I think the way around this is to make multiple roll-outs per model per problem. Get n different CoTs from Shoggoth, then for each of those get k different summarizations from Face. You then have n*k final answers. Optimal values for n and k probably depend on how expensive the roll-outs are. This population of answers allows you to usefully get a feedback signal about Shoggoth’s contribution vs Face’s contribution.
So, how do you extract the desired credit-assignment info out of this?
(Also, how do you then use that info?)
If I have 10 students but I can only test them in pairs, I can get some information on how good individual students are by testing multiple different pairings.

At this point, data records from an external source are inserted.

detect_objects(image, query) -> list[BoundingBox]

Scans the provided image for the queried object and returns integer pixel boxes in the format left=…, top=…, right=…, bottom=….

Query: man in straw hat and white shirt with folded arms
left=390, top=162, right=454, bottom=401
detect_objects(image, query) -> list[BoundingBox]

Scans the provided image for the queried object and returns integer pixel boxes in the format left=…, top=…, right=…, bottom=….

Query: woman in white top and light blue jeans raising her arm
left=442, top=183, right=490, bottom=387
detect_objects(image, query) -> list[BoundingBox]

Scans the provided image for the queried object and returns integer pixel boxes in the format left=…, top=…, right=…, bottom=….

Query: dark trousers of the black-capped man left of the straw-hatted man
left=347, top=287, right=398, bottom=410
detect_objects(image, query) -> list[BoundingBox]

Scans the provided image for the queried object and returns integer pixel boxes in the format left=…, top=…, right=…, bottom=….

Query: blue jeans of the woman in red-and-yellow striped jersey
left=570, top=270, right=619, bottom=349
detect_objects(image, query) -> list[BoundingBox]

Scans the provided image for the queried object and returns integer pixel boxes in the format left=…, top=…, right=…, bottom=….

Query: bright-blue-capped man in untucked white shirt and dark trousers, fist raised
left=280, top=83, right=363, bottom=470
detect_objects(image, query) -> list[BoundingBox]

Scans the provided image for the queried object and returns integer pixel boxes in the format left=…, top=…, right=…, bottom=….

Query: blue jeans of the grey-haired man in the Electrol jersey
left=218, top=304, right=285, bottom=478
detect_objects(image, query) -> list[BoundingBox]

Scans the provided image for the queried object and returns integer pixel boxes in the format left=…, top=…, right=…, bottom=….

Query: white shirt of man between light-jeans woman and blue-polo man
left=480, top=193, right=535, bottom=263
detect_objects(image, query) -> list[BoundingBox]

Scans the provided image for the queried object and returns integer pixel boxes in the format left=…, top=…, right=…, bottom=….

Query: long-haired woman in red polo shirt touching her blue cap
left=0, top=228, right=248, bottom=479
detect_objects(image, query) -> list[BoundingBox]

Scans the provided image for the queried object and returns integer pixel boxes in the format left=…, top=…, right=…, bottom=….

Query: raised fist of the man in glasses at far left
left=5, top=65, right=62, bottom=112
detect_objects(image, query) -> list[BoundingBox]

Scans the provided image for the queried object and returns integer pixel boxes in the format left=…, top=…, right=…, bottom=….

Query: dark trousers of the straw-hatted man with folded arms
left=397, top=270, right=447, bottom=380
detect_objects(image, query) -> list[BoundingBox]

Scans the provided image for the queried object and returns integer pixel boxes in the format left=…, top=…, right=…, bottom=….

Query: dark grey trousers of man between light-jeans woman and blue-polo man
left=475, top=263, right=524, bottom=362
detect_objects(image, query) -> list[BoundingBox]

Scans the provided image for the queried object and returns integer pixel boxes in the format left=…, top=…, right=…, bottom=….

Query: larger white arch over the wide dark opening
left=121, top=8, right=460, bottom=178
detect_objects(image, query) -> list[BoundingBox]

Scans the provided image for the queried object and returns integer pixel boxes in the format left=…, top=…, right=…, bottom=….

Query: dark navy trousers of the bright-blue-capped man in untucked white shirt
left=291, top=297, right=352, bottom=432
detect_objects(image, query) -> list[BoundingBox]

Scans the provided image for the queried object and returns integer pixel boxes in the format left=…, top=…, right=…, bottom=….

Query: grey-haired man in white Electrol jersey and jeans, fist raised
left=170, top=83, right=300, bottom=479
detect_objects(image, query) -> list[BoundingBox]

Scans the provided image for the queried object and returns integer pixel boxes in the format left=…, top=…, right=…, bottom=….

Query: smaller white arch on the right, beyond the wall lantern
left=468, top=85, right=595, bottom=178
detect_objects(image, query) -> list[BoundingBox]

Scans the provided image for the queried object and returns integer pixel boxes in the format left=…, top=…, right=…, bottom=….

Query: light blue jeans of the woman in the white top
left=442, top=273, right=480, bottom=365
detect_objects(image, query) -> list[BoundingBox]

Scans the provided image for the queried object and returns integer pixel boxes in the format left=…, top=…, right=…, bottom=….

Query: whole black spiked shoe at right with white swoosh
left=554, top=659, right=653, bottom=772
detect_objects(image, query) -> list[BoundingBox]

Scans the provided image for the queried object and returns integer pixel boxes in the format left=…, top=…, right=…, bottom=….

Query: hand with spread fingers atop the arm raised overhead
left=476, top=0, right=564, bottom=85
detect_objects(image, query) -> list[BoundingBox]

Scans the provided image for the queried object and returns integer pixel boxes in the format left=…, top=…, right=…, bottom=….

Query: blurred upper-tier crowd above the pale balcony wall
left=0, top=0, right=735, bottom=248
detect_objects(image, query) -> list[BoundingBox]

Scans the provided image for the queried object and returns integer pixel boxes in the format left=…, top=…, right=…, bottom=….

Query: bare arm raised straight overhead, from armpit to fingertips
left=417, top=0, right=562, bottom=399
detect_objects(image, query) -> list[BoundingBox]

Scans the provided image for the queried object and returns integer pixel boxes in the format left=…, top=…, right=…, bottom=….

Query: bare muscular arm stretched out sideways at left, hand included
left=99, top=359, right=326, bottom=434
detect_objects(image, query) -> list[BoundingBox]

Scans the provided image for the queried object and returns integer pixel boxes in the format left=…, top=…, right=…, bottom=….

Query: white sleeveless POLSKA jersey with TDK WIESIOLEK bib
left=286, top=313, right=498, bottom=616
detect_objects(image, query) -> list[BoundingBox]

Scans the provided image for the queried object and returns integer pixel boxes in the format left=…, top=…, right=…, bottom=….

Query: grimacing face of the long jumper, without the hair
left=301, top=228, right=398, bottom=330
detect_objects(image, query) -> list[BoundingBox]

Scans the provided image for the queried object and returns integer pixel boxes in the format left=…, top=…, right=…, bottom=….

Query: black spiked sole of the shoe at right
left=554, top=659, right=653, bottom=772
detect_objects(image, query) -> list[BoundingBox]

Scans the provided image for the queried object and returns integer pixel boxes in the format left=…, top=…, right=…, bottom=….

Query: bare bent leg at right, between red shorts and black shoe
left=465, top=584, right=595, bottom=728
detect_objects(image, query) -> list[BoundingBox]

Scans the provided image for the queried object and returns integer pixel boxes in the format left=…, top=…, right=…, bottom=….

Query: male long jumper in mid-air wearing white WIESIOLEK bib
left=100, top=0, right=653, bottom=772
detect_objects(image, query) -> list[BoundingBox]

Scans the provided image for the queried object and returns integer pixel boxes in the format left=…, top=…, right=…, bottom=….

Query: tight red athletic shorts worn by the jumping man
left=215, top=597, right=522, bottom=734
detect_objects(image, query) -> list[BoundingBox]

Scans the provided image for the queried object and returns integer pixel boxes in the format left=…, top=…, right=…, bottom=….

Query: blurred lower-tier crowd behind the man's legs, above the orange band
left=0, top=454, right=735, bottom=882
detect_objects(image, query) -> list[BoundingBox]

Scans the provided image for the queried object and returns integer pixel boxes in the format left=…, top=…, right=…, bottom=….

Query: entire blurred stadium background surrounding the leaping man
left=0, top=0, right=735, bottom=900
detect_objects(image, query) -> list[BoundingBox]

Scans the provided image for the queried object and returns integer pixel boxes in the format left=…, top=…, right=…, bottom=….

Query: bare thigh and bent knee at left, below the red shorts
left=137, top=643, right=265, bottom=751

If I have just Alice and Bob, I pairing them up multiple times doesn’t help so much.
What do you mean? I don’t get what you are saying is convincing.

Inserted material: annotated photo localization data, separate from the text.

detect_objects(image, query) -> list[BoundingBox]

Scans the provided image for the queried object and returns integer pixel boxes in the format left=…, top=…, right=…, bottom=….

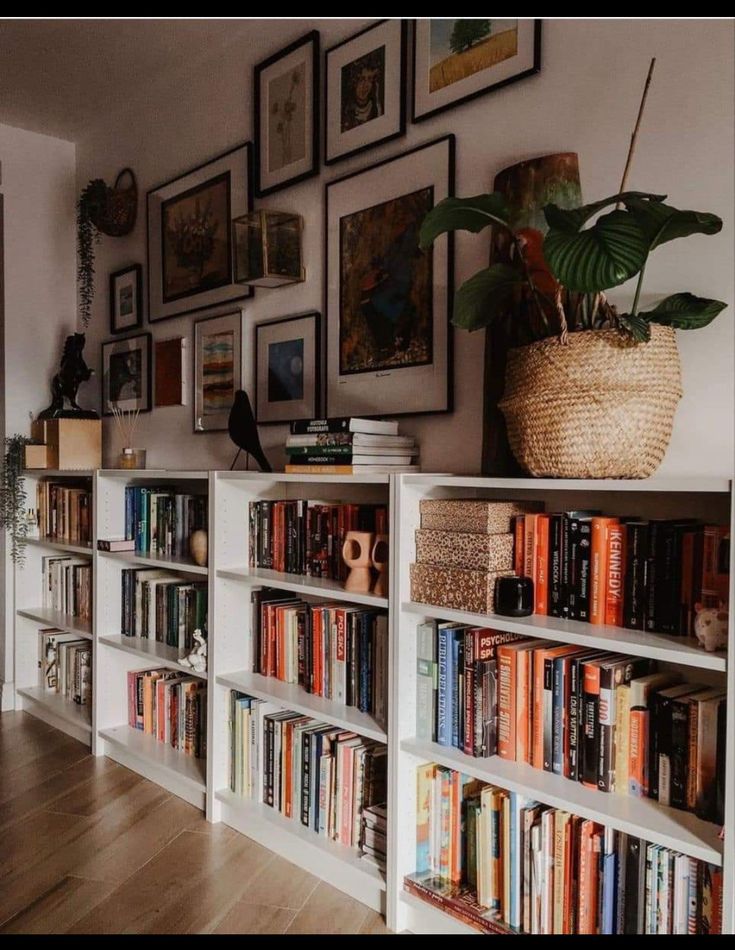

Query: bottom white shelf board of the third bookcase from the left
left=216, top=789, right=386, bottom=911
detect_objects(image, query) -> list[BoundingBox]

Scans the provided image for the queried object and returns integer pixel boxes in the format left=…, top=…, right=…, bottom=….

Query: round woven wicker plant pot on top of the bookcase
left=499, top=325, right=682, bottom=478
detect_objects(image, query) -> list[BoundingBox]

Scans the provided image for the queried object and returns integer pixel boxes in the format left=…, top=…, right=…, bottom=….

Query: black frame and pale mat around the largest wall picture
left=324, top=134, right=456, bottom=418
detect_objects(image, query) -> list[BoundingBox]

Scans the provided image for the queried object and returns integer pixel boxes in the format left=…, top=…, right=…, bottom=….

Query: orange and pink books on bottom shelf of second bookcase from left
left=127, top=669, right=207, bottom=759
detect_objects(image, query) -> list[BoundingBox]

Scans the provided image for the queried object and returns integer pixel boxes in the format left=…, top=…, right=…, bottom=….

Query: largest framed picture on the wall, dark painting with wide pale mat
left=326, top=135, right=454, bottom=416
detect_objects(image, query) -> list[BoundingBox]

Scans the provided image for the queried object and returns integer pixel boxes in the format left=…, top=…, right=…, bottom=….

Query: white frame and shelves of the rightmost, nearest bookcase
left=387, top=474, right=735, bottom=935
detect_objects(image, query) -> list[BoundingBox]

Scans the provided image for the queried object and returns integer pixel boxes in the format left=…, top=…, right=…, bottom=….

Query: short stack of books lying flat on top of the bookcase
left=286, top=417, right=419, bottom=475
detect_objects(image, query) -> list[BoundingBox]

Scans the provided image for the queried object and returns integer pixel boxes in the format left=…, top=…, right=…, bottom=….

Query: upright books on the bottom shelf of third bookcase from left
left=230, top=690, right=387, bottom=848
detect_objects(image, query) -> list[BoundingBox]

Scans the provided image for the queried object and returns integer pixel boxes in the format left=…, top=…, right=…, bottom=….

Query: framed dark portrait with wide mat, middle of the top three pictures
left=324, top=20, right=407, bottom=165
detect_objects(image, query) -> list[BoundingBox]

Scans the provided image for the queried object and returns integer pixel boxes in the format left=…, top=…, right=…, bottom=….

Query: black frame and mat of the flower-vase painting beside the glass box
left=146, top=142, right=253, bottom=324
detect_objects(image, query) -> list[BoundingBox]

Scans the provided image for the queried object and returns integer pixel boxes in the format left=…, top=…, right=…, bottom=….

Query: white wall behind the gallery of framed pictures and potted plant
left=78, top=20, right=735, bottom=484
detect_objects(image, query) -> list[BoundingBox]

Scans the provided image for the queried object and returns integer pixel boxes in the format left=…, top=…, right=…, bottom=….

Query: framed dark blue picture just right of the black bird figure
left=255, top=313, right=321, bottom=425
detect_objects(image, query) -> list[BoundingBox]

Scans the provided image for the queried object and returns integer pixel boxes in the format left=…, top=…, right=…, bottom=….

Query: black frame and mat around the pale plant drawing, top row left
left=253, top=30, right=321, bottom=198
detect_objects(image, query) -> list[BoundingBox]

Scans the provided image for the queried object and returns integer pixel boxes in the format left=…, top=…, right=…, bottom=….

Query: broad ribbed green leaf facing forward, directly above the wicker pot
left=544, top=211, right=648, bottom=293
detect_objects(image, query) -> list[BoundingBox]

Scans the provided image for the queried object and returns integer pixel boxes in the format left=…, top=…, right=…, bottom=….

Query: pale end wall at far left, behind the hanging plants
left=0, top=125, right=76, bottom=708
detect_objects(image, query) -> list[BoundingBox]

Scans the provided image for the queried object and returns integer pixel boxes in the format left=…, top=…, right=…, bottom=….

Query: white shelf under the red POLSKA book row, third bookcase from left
left=217, top=670, right=388, bottom=742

Perhaps I should clarify my belief.
The o1 report says the following (emphasis mine):
Is this damning in the sense of showing that o1 is a significant danger, which needs to be shut down for public safety?
No, I don’t think so.
Is this damning in the sense of providing significant evidence that the technology behind o1 is dangerous? That is: does it provide reason to condemn scaling up the methodology behind o1? Does it give us significant reason to think that scaled-up o1 would create significant danger to public safety?
This is trickier, but I say yes. The deceptive scheming could become much more capable as this technique is scaled up. I don’t think we have a strong enough understanding of why it was deceptive in the cases observed to rule out the development of more dangerous kinds of deception for similar reasons.
Is this damning in the sense that it shows OpenAI is dismissive of evidence of deception?
OpenAI should be commended for looking for deception in this way, and for publishing what they have about the deception they uncovered.
However, I don’t buy the distinction they draw in the o1 report about not finding instances of “purposefully trying to deceive the user for reasons other than satisfying the user request”. Providing fake URLs does not serve the purpose of satisfying the user request. We could argue all day about what it was “trying” to do, and whether it “understands” that fake URLs don’t satisfy the user. However, I maintain that it seems at least very plausible that o1 intelligently pursues a goal other than satisfying the user request; plausibly, “provide an answer that shallowly appears to satisfy the user request, even if you know the answer to be wrong” (probably due to the RL incentive).
More importantly, OpenAI’s overall behavior does not show concern about this deceptive behavior. It seems like they are judging deception case-by-case, rather than treating it as something to steer hard against in aggregate. This seems bad.